Reports in the Chinese media this week that the price of four companies’ soap, detergent, shampoo and body lotion products would increase by up to 15 percent next month led to a rush on these goods in supermarkets in Shanghai, Nanjing and other cities.
According to the official Xinhua news agency, the four companies increasing their prices—multinational firms Unilever PLC and Procter & Gamble, and the Chinese-based Liby Group Co. and Nice Group—control fourth-fifths of the Chinese market. The companies have blamed higher prices for oil and other raw materials.

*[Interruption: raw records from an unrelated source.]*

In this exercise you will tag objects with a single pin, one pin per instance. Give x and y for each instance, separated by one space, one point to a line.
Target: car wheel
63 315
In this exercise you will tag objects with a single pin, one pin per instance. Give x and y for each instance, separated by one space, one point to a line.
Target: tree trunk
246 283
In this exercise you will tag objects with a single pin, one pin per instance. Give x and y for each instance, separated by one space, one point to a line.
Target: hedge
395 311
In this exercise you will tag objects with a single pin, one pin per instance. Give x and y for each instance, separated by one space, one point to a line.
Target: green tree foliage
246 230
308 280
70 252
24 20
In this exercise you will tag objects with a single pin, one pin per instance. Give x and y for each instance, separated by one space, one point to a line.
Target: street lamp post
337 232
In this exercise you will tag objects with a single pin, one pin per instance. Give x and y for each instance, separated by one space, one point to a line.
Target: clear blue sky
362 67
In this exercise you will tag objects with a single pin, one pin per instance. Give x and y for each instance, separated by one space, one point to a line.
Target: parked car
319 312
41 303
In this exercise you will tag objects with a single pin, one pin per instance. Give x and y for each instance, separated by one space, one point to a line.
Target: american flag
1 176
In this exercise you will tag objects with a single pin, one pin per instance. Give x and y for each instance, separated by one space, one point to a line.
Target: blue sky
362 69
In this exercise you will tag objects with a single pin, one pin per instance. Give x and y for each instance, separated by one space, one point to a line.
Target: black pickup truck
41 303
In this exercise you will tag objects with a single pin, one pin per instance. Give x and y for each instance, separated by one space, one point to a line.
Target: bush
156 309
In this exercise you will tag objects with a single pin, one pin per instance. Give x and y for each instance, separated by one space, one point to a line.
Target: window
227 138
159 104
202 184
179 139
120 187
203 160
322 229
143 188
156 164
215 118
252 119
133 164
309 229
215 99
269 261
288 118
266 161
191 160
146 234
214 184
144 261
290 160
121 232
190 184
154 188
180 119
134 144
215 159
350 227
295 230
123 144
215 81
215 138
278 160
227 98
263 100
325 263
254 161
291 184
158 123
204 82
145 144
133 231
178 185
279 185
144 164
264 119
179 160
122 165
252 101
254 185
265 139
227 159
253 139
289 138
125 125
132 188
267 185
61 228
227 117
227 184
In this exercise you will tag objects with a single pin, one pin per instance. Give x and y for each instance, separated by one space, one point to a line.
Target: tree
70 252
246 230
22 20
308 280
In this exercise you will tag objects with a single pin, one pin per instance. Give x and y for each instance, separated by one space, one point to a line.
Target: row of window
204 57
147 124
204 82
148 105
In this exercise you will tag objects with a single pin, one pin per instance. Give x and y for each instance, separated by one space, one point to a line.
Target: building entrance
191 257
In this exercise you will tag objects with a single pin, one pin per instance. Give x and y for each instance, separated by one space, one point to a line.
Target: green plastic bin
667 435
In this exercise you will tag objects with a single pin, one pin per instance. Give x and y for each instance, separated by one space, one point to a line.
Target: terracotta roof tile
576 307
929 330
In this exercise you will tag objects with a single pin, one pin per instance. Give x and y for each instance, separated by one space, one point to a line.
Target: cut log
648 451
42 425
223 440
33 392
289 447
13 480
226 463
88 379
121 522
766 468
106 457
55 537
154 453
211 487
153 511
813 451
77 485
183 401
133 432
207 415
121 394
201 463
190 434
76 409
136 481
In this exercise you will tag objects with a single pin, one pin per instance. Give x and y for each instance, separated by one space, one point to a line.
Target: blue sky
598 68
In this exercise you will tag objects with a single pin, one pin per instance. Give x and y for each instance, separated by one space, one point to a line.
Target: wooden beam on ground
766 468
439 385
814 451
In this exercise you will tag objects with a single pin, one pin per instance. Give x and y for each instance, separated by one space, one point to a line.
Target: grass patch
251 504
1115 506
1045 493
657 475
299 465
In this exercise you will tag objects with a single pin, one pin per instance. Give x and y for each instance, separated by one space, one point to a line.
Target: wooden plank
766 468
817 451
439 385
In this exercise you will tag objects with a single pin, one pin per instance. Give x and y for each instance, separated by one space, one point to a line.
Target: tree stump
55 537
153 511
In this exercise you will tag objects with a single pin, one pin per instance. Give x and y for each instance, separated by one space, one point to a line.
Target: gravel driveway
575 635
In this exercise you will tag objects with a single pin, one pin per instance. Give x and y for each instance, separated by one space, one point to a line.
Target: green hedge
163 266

The Wall Street Journal reported that the run on soap and shampoo in supermarkets represented the “latest signal of public alarm over rising inflation despite government attempts to bring it under control.” An office worker Wang Jingyan told the newspaper that he reacted to the reports of price increases because “shampoo is already way too expensive, and I can’t bear any further price increases.” Web site editor Ramona Yan bought five bags of laundry detergent, explaining that she wanted to buy in bulk for the coming months. “Everything I buy must be on sale or else I just can’t afford to buy,” she said.
China’s consumer price index (CPI) rose by 4.9 percent in February compared to the same month last year. Although it was unchanged from January’s 4.9 percent, the February index was higher than the government’s 4 percent target. Moreover, food prices, which account for much of the household expenditure of workers, increased 11 percent in the year to February.